Wir fordern die Rücknahme des Verbotes. Schluss mit Zensur und Repression! Pressefreiheit statt Big Brother! I.A. des GWR-HerausgeberInnenkreises,
Bernd Drücke (GWR-Red.), 26.8.2017
Wir sind bald wieder zurück
Statement auf linksunten.indymedia.org, 26.8.2017
"Regierungen der Industriellen Welt, ihr müden Riesen aus Fleisch und Stahl, ich komme aus dem Cyberspace, dem neuen Zuhause des Geistes. Als Vertreter der Zukunft bitte ich euch aus der Vergangenheit, uns in Ruhe zu lassen. Ihr seid nicht willkommen unter uns. Ihr habt keine Souveränität, wo wir uns versammeln.
Wir besitzen keine gewählte Regierung, und wir werden wohl auch nie eine bekommen - und so wende ich mich mit keiner größeren Autorität an Euch als der, mit der die Freiheit selber spricht. Ich erkläre den globalen sozialen Raum, den wir errichten, als gänzlich unabhängig von der Tyrannei, die Ihr über uns auszuüben anstrebt. Ihr habt hier kein moralisches Recht zu regieren noch besitzt Ihr Methoden, es zu erzwingen, die wir zu befürchten hätten. Regierungen leiten Ihre gerechte Macht von der Zustimmung der Regierten ab. Unsere habt Ihr nicht erbeten, geschweige denn erhalten. Wir haben Euch nicht eingeladen. Ihr kennt weder uns noch unsere Welt. Der Cyberspace liegt nicht innerhalb Eurer Hoheitsgebiete. Glaubt nicht, Ihr könntet ihn gestalten, als wäre er ein öffentliches Projekt. Ihr könnt es nicht. Der Cyberspace ist ein natürliches Gebilde und wächst durch unsere kollektiven Handlungen. [...] In China, Deutschland, Frankreich, Russland, Singapur, Italien und den USA versucht Ihr, den Virus der Freiheit abzuwehren, indem Ihr Wachposten an den Grenzen des Cyberspace postiert.

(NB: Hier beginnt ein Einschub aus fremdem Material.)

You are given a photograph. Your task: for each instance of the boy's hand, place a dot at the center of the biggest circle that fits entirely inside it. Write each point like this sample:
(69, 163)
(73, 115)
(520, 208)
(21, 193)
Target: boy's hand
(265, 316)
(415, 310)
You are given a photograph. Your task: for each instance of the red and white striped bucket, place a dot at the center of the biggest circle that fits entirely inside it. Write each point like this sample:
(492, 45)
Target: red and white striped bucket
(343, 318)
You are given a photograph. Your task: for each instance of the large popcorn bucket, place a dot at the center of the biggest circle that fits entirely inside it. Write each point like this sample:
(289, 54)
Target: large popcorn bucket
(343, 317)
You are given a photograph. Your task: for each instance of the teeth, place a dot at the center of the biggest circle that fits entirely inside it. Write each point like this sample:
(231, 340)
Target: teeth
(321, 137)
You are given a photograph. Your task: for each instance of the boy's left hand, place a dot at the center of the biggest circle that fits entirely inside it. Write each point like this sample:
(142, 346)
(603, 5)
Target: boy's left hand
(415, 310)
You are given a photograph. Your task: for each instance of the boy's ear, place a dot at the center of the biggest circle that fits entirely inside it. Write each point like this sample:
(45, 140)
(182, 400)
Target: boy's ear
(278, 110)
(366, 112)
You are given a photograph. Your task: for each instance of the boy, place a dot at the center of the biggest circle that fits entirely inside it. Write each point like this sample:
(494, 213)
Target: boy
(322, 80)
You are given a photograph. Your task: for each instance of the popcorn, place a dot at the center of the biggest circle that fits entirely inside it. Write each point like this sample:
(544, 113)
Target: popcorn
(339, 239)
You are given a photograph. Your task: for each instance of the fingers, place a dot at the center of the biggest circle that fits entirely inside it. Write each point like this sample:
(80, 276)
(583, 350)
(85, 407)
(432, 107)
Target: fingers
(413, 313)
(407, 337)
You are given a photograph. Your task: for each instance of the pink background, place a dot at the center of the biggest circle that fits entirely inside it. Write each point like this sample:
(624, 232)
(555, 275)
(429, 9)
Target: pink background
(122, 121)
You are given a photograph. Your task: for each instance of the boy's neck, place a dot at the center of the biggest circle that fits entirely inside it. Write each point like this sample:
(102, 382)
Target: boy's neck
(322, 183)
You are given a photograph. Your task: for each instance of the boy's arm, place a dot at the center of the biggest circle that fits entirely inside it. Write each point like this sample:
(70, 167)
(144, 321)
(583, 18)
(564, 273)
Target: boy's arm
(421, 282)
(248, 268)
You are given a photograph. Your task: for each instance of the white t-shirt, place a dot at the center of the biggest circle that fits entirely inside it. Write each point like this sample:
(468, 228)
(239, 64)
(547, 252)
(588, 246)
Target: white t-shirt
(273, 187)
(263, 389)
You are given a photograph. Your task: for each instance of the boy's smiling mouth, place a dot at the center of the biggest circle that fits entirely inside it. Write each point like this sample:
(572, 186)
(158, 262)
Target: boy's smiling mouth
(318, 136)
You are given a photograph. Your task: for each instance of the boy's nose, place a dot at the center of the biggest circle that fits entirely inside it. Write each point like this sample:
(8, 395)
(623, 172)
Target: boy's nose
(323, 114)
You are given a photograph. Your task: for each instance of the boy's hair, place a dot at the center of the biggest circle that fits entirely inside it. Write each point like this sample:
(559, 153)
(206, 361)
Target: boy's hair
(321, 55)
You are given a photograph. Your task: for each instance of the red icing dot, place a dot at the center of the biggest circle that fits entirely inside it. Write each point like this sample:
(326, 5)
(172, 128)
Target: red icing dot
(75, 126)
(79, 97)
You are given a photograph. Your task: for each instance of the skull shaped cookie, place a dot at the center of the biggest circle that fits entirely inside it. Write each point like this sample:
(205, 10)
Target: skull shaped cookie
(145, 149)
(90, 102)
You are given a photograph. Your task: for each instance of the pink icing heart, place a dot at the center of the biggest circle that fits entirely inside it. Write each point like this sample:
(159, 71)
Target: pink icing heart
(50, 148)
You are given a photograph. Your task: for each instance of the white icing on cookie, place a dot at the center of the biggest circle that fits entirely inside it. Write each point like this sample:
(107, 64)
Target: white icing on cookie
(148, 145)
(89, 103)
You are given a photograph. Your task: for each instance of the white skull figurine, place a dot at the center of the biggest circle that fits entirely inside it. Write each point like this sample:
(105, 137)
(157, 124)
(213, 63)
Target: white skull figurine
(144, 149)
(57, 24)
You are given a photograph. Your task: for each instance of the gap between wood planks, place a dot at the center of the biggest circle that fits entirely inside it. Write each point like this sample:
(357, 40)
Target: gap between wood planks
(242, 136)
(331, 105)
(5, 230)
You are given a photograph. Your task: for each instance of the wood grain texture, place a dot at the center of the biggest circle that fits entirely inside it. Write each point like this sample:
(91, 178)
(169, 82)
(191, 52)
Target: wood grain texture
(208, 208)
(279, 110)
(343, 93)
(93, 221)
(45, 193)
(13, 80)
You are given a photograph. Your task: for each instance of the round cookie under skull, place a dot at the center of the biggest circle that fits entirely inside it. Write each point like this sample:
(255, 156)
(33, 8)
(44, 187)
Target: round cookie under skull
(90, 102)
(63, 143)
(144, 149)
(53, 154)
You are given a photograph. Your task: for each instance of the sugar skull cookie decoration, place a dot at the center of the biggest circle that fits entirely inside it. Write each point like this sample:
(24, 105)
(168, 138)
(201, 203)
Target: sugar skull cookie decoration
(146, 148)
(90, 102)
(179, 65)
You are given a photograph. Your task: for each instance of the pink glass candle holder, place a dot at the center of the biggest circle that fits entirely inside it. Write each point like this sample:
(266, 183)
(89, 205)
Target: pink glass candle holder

Sie werden die Seuche für eine Weile eindämmen können, aber sie werden ohnmächtig sein in einer Welt, die schon bald von digitalen Medien umspannt sein wird. [...]

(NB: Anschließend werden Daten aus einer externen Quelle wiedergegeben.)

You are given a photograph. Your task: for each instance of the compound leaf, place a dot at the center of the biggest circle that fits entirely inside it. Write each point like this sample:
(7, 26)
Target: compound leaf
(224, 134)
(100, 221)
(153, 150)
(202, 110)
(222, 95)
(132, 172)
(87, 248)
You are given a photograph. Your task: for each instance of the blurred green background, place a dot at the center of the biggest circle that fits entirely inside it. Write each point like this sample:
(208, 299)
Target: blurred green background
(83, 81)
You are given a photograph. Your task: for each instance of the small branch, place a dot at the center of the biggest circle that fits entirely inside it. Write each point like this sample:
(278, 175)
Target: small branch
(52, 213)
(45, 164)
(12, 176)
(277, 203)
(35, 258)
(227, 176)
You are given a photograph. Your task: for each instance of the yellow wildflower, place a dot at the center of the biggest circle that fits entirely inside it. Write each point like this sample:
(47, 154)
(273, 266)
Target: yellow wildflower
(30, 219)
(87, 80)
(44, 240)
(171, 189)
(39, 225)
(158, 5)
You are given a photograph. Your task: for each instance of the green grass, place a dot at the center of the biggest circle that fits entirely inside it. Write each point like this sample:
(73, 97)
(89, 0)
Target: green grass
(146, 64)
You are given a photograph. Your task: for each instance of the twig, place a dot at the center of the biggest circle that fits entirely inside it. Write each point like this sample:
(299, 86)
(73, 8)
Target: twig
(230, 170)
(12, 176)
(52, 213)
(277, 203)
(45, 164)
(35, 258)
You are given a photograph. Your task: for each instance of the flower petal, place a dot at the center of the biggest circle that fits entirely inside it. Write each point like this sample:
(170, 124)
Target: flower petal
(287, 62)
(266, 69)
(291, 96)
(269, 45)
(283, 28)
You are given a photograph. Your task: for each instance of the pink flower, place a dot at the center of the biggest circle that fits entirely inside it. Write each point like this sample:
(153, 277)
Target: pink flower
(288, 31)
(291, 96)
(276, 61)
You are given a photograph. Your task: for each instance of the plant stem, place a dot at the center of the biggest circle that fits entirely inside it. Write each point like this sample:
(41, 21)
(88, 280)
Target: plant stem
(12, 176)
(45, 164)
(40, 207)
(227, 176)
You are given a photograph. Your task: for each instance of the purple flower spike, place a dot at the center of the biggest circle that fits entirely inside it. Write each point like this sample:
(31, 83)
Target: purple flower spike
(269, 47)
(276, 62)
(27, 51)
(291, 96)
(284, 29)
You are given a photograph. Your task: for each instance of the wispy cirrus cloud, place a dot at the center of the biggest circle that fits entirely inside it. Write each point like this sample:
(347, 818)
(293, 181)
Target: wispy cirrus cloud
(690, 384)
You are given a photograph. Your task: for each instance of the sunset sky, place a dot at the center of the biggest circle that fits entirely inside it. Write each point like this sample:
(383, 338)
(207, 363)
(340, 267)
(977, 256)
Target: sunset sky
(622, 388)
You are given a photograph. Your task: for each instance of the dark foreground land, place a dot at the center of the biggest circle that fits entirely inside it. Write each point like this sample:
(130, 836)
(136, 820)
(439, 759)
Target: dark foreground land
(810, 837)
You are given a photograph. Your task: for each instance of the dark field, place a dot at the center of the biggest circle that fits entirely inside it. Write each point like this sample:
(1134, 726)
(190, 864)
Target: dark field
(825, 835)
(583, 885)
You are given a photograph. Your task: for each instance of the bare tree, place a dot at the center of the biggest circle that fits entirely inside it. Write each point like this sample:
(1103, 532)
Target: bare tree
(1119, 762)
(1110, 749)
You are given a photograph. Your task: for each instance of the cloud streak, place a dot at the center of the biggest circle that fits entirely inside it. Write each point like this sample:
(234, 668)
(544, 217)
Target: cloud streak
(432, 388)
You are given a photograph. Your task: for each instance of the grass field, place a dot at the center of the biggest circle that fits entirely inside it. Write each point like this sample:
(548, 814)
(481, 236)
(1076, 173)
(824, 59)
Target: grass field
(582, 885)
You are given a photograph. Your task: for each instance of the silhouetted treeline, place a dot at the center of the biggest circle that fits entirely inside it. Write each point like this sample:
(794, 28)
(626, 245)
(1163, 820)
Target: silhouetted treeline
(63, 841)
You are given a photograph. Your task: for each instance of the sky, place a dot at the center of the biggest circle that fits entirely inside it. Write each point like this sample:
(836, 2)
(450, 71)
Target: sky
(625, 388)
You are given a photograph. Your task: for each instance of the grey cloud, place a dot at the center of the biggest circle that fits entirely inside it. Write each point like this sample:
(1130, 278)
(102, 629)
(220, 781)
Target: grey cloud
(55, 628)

Die zunehmenden feindlichen und kolonialen Maßnahmen versetzen uns in die Lage früherer Verteidiger von Freiheit und Selbstbestimmung, die die Autoritäten ferner und unwissender Mächte zurückweisen mussten. Wir müssen unser virtuelles Selbst Eurer Souveränität gegenüber als immun erklären, selbst wenn unsere Körper weiterhin Euren Regeln unterliegen. Wir werden uns über den gesamten Planeten ausbreiten, auf dass keiner unsere Gedanken mehr einsperren kann."